Le livre avance d’erreurs en erreurs, tant logiques que chronologiques [...] très significatives de toute la désinformation recueillie par [Stegner] sur Joe Hill. Stegner admet franchement son ignorance du mouvement IWW et sa connaissance ambiguë de Joe Hill. [...] [Comme il] était encore au biberon quand Joe Hill était en vie, il a dû s’en remettre à des on-dit, des rumeurs et des commérages, et même à de sacrés mensonges éhontés, dont il a tiré sa caricature. [...]
En tant que martyr, Joe résiste aux coups de Stegner, qui revient à la charge et insiste, mais, finalement, le mot martyr n’est qu’un synonyme de victime du système. [...] Qui pourrait douter un instant que c’est sa carte de wobbly qui a coûté la vie à Joe Hill ? Rien de neuf à ce qu’un rebelle perde la vie ou la liberté pour une bonne raison ou une autre. Chacun sait qu’un criminel bien connu a plus de chances face à un tribunal capitaliste qu’un rebelle bien connu.
Supposez, par exemple, qu’un gangster fameux ait été pris en flagrant délit alors qu’il était en train de descendre un type, voire un flic. Le témoignage est direct et irréfutable, sans aucun des doutes qui caractérisèrent l’affaire Joe Hill. Le gangster est reconnu coupable, mais, juste avant l’exécution, le président des États-Unis et le représentant d’un pays étranger demandent un nouveau procès ou une mesure de clémence. Croyez-vous que le gangster sera exécuté dans de telles circonstances ? Personne ne peut le croire. Vous savez pertinemment que la machinerie légale ferait automatiquement marche arrière et chercherait diverses échappatoires.

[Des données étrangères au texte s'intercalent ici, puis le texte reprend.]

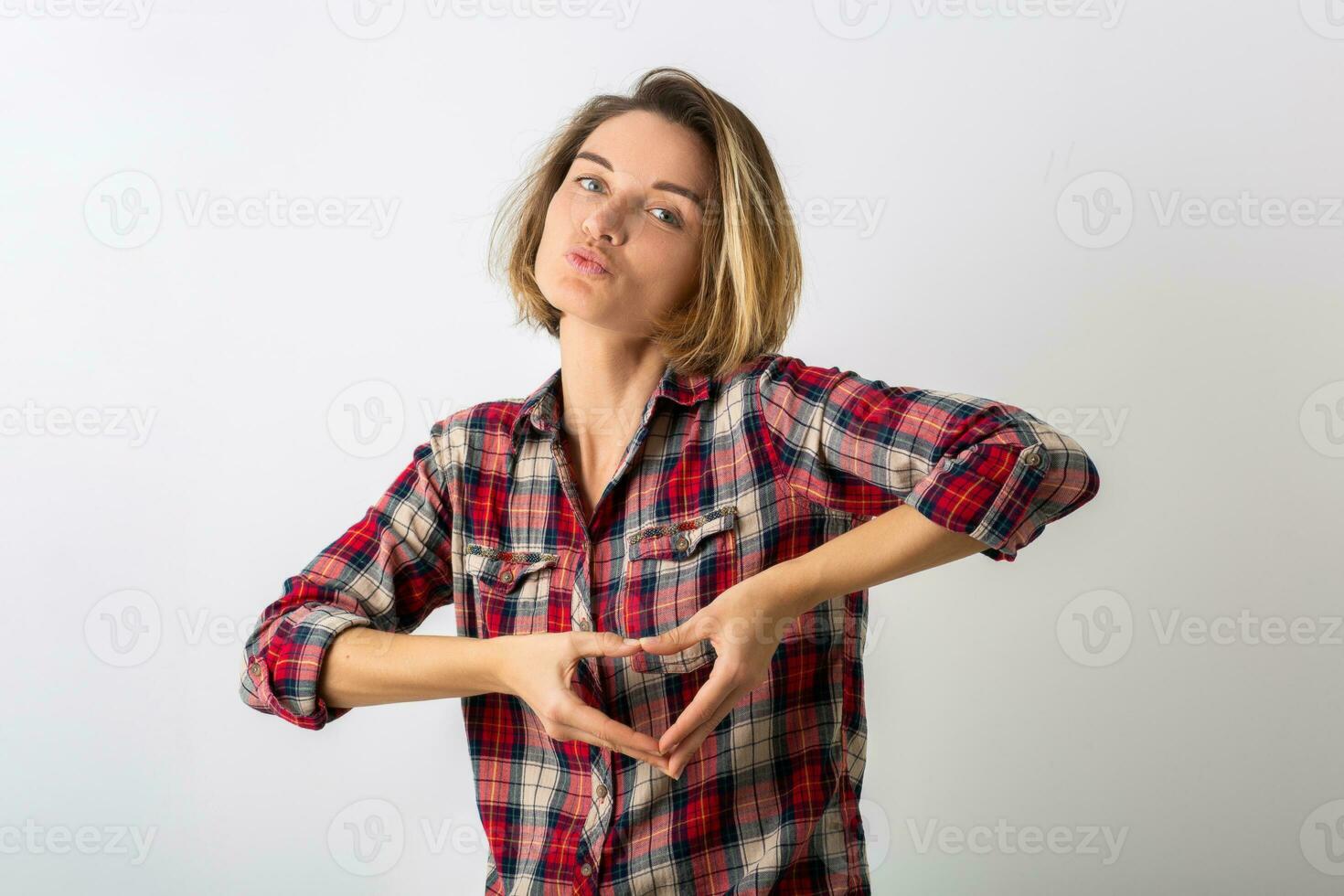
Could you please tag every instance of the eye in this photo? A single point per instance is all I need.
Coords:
(675, 219)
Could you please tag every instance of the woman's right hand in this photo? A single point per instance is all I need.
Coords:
(538, 667)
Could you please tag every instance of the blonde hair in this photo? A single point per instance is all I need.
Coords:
(750, 262)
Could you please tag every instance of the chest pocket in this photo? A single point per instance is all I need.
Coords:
(512, 589)
(672, 570)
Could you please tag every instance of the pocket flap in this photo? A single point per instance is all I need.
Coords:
(502, 570)
(679, 539)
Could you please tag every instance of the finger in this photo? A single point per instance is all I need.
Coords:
(674, 640)
(569, 732)
(715, 689)
(680, 756)
(603, 644)
(580, 715)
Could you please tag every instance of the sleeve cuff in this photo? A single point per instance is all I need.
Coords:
(283, 680)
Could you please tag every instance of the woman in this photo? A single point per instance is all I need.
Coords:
(656, 558)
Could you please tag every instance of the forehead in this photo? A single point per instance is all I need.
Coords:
(649, 148)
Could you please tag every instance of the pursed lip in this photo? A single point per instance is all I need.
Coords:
(592, 255)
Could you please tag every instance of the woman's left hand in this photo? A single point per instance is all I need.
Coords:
(745, 624)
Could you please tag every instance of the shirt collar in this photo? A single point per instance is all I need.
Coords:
(539, 407)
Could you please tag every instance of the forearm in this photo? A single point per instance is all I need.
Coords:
(890, 546)
(366, 667)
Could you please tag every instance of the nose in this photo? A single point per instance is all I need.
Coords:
(605, 218)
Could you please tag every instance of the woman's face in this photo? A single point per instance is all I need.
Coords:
(634, 197)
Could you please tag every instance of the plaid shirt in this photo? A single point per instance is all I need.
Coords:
(723, 478)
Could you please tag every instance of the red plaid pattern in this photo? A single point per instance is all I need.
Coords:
(723, 478)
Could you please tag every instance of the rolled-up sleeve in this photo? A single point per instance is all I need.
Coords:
(972, 465)
(389, 570)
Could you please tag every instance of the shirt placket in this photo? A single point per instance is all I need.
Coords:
(598, 821)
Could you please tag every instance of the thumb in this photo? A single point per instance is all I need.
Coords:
(674, 640)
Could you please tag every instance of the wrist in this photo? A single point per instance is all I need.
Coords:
(795, 584)
(495, 663)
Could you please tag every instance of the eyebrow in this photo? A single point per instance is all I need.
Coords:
(661, 185)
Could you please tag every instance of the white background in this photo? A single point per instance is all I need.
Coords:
(1198, 363)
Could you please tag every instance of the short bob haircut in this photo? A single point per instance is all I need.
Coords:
(750, 262)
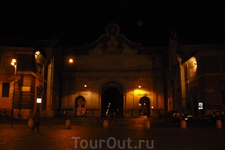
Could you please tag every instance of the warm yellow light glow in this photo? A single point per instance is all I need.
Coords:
(70, 60)
(13, 62)
(37, 53)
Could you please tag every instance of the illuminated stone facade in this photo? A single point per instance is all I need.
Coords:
(196, 77)
(112, 68)
(112, 77)
(30, 78)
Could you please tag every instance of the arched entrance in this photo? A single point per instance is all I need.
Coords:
(144, 106)
(112, 100)
(80, 107)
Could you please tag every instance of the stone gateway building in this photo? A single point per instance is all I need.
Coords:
(111, 77)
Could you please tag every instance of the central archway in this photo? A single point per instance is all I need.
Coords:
(112, 100)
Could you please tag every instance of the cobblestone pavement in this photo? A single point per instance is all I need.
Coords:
(88, 133)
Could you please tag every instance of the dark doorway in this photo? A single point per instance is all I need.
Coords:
(112, 103)
(144, 106)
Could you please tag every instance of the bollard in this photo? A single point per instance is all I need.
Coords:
(68, 124)
(30, 123)
(183, 124)
(105, 124)
(147, 124)
(218, 124)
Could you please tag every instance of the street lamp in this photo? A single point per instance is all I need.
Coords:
(14, 64)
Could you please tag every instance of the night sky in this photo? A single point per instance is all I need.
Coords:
(143, 21)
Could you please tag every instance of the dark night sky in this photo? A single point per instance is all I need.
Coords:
(145, 21)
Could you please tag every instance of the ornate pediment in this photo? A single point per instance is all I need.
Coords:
(113, 43)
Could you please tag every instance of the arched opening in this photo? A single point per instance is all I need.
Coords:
(80, 107)
(144, 106)
(112, 100)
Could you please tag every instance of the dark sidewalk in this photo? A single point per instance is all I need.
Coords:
(54, 136)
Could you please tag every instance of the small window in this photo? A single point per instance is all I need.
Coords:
(5, 89)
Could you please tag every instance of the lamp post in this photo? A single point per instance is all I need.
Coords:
(14, 64)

On jugerait que le type n’était coupable que d’évasion fiscale et il serait condamné à des travaux d’intérêt général pendant quelques mois dans la prison du comté ou, au pire, à Alcatraz. Après quoi, il serait autorisé à se retirer sur son île privée, où il coulerait des jours heureux.
Parcourez toute l’histoire judiciaire des États-Unis et vous ne trouverez pas un seul exemple de condamné ayant été exécuté après l’intervention conjuguée de deux gouvernements, sauf s’il s’agit d’un rebelle social, quelqu’un qu’on tient pour une menace à l’ordre établi.
Il faut admettre que l’IWW était une grosse épine dans le pied des seigneurs du cuivre et des subordonnés de la loi et de l’ordre de l’État de l’Utah. Les patriciens étaient convaincus par la propagande répandue dans tout le pays qu’en la personne du dénommé Joseph Hillstrom on avait capturé un puissant élément de l’IWW, une organisation crainte et détestée. Dès lors, l’affaire Joe Hill était bouclée, avec ou sans preuves. [...] L’histoire est limpide et éloquente. [...] Crimes arrangés et preuves maquillées ont toujours été de puissantes armes dans la lutte des classes pour se débarrasser des agitateurs. De Socrate à Sacco et Vanzetti, l’histoire se conclut toujours par d’interminables peines de prison, ou par une coupe de ciguë, la corde ou le peloton d’exécution. [...]
[Stegner] a confondu l’IWW avec Meurtre & Co, organisé en « Église militante » [et il a] fait de Joe Hill un croisement entre François Villon et Wild Bill Hickock [4].